L'impact et les conséquences de leur combat
De nouvelles perspectives féminines
Alors que la censure concernait principalement en France les auteurs critiquant le gouvernement ou la politique, une nouvelle forme de prohibition littéraire se voit apparaître au cœur même du siècle des Lumières. Victimes de préjugés misogynes infondés et de critiques violentes inacceptables, certaines femmes érudites du siècle éveillé préféraient s'adonner à une écriture anonyme plutôt que de subir les sévices verbaux et moraux infligés par des hommes ou même des femmes réfractaires à l'écriture féminine. Une forme d'auto-censure par la publication d'œuvres anonymes, se développe peu à peu, se voyant comme un moyen pour les femmes de publier une œuvre sans subir de préjugés et ainsi voir la réelle valeur de leur travail.
Madelaine de Scudéry
une
jeune femme du XVIIème et XVIIIème siècle, passionnée d'écriture, dit qu'
« écrire, c'est perdre la moitié de sa noblesse » pour une femme.
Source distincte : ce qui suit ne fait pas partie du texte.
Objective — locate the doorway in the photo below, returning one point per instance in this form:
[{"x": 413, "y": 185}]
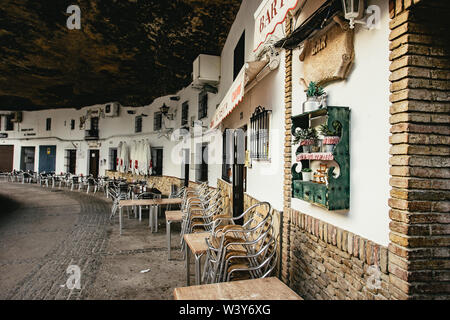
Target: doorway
[
  {"x": 185, "y": 167},
  {"x": 237, "y": 145},
  {"x": 47, "y": 158},
  {"x": 27, "y": 159},
  {"x": 71, "y": 161},
  {"x": 6, "y": 158},
  {"x": 94, "y": 159}
]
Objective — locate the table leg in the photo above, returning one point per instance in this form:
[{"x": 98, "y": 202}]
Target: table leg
[
  {"x": 197, "y": 268},
  {"x": 155, "y": 221},
  {"x": 188, "y": 261},
  {"x": 120, "y": 220},
  {"x": 168, "y": 238}
]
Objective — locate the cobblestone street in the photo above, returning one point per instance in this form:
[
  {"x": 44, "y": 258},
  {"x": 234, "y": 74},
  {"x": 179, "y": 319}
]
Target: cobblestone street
[{"x": 45, "y": 230}]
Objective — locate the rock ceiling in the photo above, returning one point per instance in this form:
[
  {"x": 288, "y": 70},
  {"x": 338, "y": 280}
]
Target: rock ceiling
[{"x": 128, "y": 51}]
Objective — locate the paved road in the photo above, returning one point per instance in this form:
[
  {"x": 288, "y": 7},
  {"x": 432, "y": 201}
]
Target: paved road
[
  {"x": 45, "y": 230},
  {"x": 42, "y": 232}
]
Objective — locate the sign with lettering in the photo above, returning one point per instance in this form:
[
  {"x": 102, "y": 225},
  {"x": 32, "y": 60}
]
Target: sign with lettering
[
  {"x": 328, "y": 55},
  {"x": 269, "y": 15},
  {"x": 231, "y": 100}
]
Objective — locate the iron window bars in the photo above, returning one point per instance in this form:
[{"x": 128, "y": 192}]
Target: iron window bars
[
  {"x": 138, "y": 124},
  {"x": 185, "y": 115},
  {"x": 259, "y": 134},
  {"x": 202, "y": 105}
]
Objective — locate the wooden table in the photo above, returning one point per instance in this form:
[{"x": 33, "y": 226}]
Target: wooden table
[
  {"x": 153, "y": 217},
  {"x": 256, "y": 289},
  {"x": 195, "y": 243}
]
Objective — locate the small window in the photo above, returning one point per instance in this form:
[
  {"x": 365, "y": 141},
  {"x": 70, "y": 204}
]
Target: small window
[
  {"x": 138, "y": 124},
  {"x": 9, "y": 123},
  {"x": 157, "y": 122},
  {"x": 202, "y": 105},
  {"x": 48, "y": 124},
  {"x": 184, "y": 114},
  {"x": 259, "y": 134},
  {"x": 239, "y": 56}
]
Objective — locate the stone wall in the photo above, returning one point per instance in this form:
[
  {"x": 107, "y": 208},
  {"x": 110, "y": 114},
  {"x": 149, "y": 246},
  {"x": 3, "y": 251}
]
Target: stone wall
[
  {"x": 321, "y": 261},
  {"x": 327, "y": 262},
  {"x": 420, "y": 220}
]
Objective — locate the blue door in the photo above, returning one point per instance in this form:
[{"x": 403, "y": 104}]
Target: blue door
[{"x": 47, "y": 158}]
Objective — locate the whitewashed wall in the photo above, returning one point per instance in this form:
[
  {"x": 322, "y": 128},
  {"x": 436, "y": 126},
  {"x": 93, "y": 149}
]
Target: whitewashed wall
[{"x": 366, "y": 92}]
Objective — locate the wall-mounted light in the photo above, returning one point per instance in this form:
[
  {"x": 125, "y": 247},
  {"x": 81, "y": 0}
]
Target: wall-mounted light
[
  {"x": 165, "y": 112},
  {"x": 354, "y": 10}
]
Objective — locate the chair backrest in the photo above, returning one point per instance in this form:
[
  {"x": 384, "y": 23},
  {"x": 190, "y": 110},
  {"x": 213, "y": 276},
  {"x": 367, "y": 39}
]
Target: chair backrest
[{"x": 149, "y": 195}]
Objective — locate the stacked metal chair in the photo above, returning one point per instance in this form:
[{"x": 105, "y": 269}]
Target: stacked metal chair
[{"x": 237, "y": 252}]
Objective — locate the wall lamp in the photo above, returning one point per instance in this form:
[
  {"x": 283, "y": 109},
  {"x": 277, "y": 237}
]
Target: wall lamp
[
  {"x": 354, "y": 11},
  {"x": 165, "y": 112}
]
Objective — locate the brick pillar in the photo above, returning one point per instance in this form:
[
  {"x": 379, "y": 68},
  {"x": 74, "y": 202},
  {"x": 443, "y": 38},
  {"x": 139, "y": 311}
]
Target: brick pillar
[
  {"x": 286, "y": 249},
  {"x": 419, "y": 263}
]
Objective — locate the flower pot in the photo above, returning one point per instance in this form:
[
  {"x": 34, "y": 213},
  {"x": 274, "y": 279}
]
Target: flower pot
[
  {"x": 328, "y": 147},
  {"x": 306, "y": 176},
  {"x": 311, "y": 104}
]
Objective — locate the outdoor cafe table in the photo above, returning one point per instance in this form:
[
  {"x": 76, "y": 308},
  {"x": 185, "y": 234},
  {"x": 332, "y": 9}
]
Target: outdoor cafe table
[
  {"x": 195, "y": 243},
  {"x": 256, "y": 289},
  {"x": 153, "y": 217}
]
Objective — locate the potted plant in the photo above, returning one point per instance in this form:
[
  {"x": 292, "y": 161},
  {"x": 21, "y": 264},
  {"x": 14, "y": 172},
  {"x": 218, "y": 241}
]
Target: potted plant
[
  {"x": 306, "y": 174},
  {"x": 314, "y": 97},
  {"x": 307, "y": 137},
  {"x": 330, "y": 137}
]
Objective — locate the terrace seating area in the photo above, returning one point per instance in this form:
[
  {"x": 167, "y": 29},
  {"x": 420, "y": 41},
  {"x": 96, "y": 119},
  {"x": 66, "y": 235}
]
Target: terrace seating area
[{"x": 225, "y": 248}]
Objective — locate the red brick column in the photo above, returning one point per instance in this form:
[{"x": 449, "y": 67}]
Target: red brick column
[
  {"x": 419, "y": 252},
  {"x": 286, "y": 249}
]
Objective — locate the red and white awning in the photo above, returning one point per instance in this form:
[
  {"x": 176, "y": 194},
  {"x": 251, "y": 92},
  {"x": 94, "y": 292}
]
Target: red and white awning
[{"x": 237, "y": 90}]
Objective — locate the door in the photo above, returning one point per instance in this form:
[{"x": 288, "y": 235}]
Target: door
[
  {"x": 71, "y": 161},
  {"x": 27, "y": 159},
  {"x": 94, "y": 161},
  {"x": 185, "y": 165},
  {"x": 47, "y": 158},
  {"x": 238, "y": 172},
  {"x": 6, "y": 158}
]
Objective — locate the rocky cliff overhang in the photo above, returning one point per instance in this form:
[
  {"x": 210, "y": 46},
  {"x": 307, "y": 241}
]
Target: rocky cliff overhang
[{"x": 126, "y": 51}]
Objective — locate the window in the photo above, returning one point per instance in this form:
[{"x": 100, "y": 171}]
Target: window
[
  {"x": 138, "y": 124},
  {"x": 227, "y": 146},
  {"x": 259, "y": 134},
  {"x": 157, "y": 122},
  {"x": 202, "y": 105},
  {"x": 48, "y": 124},
  {"x": 239, "y": 56},
  {"x": 184, "y": 114},
  {"x": 9, "y": 123}
]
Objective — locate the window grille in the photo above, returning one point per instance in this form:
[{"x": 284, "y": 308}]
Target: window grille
[
  {"x": 259, "y": 134},
  {"x": 138, "y": 124},
  {"x": 202, "y": 105},
  {"x": 184, "y": 114}
]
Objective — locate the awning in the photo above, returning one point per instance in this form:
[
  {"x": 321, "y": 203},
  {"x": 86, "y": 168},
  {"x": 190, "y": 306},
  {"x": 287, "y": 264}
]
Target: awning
[{"x": 237, "y": 90}]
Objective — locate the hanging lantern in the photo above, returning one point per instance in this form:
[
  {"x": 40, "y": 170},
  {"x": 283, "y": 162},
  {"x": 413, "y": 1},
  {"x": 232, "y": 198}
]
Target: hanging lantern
[{"x": 353, "y": 9}]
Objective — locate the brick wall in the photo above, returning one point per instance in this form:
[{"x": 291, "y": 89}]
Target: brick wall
[
  {"x": 321, "y": 261},
  {"x": 331, "y": 263},
  {"x": 420, "y": 220}
]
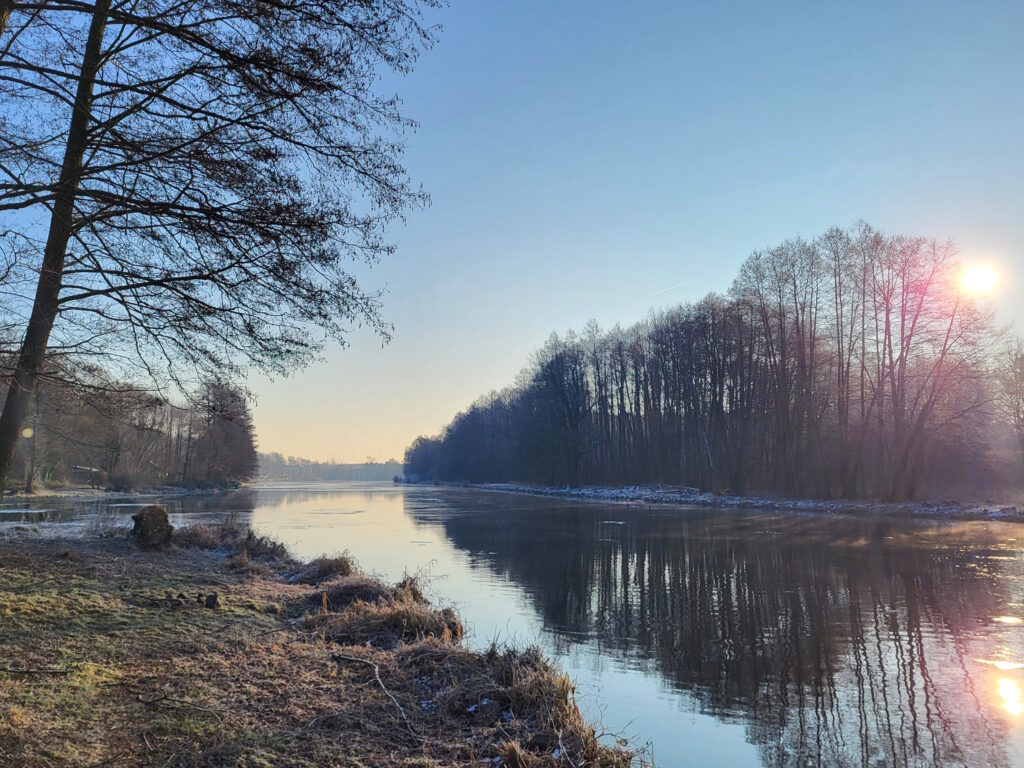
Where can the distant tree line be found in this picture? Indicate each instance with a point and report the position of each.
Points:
(854, 365)
(183, 185)
(90, 429)
(278, 467)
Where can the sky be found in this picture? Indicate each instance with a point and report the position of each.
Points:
(597, 160)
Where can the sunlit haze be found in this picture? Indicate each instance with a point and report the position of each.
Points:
(980, 279)
(593, 160)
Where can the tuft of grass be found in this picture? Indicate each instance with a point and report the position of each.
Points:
(197, 537)
(324, 568)
(108, 667)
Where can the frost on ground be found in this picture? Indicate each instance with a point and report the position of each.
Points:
(695, 498)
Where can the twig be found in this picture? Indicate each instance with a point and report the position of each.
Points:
(108, 761)
(165, 697)
(377, 674)
(37, 671)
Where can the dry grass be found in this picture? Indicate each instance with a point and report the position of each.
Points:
(324, 568)
(198, 537)
(107, 666)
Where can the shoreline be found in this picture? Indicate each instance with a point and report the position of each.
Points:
(676, 496)
(225, 649)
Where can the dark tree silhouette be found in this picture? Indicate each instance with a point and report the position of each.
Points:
(206, 170)
(849, 366)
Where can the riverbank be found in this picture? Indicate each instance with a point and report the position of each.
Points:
(114, 656)
(89, 494)
(694, 498)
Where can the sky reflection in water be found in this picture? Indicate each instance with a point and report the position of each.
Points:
(731, 638)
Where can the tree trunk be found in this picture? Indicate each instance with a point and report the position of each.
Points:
(44, 309)
(6, 6)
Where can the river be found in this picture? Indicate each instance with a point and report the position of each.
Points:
(717, 637)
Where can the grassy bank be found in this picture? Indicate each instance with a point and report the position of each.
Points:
(113, 657)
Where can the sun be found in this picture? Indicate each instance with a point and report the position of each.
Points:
(979, 279)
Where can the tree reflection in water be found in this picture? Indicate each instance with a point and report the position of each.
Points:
(836, 640)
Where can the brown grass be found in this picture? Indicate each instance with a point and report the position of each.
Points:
(105, 666)
(324, 568)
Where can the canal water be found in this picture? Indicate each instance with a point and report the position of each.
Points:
(717, 637)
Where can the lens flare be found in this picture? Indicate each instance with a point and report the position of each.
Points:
(980, 279)
(1011, 693)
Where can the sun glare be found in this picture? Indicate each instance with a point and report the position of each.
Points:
(1011, 694)
(979, 279)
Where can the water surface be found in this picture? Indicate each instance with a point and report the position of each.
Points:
(720, 637)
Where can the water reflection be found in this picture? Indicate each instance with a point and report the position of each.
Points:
(836, 641)
(728, 638)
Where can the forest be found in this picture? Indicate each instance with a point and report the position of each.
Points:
(92, 430)
(273, 466)
(855, 365)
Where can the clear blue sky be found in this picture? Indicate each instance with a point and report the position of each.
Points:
(583, 157)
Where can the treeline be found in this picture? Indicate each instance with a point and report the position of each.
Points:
(278, 467)
(855, 365)
(89, 429)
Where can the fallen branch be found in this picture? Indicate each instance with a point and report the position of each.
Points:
(380, 682)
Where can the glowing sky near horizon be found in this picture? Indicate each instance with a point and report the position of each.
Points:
(596, 160)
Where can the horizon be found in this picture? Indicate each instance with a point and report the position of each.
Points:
(747, 126)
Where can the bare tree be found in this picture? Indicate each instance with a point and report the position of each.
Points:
(206, 170)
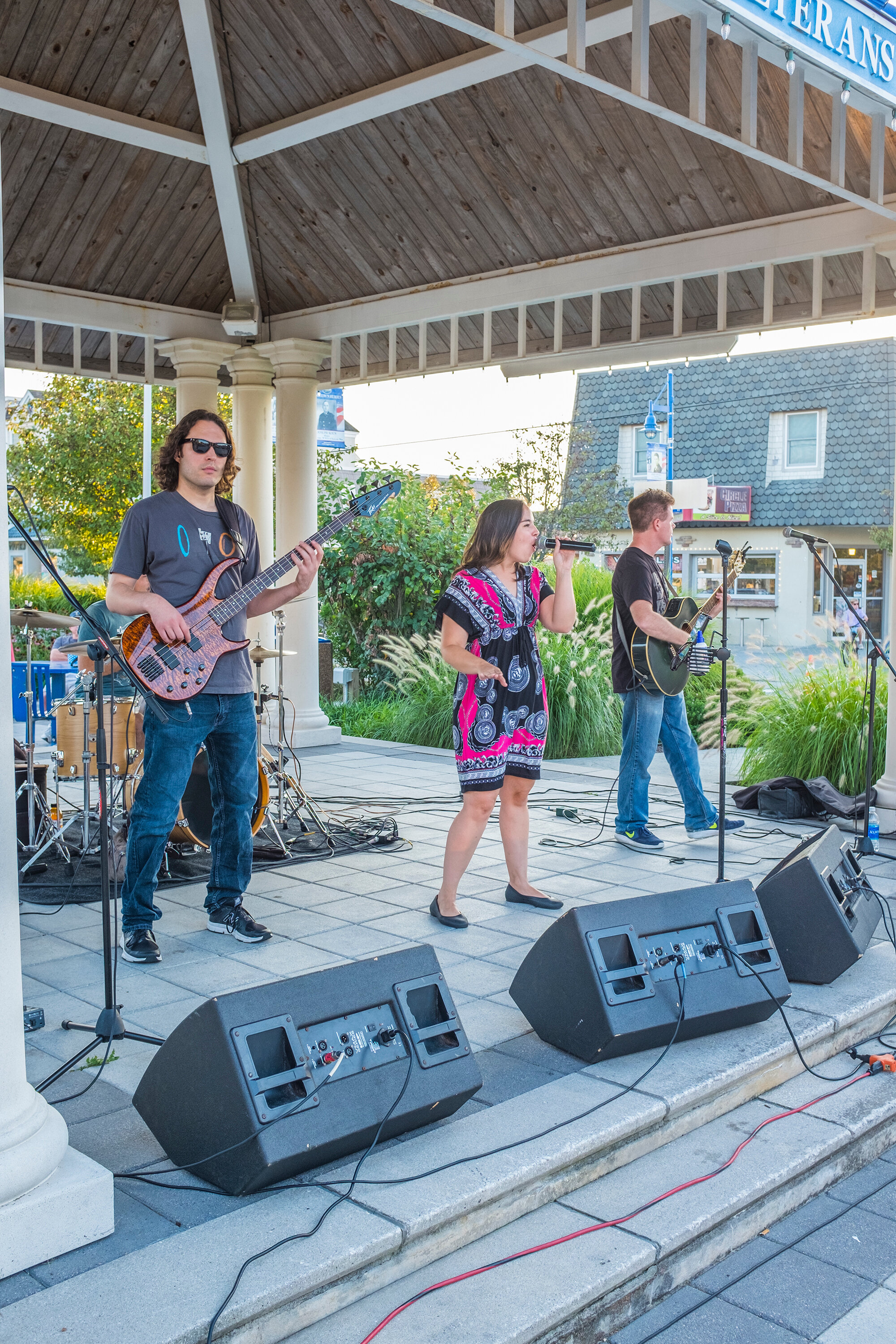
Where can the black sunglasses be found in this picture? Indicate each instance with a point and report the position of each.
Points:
(202, 445)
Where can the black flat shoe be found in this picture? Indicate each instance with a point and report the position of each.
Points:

En effet, par l'écriture, celles-ci renonçaient généralement à une vie familiale puisqu'elles se voyaient exclues par la société n'étant pas favorables aux pratiques d'écriture féminine. Madelaine mènera une longue vie en faveur de l'écriture romanesque, puisqu'elle publiera de nombreuses œuvres, dont Clélie, histoire romaine, considéré comme le plus long roman de l'écriture française. Cependant, au début de sa carrière, elle publia ses premières œuvres sous le nom de son frère Georges, qui accepta sans hésitation de soutenir l'écriture de sa sœur craignant les critiques des esprits renfermés. Madelaine publia notamment Ibrahim ou l'Illustre Bassa, Artamène ou le Grand Cyrus, Almahide ou l'esclave reine, Mathilde d'Aguilar, histoire espagnole et son plus grand succès Clélie, histoire romaine, sous le nom de Georges.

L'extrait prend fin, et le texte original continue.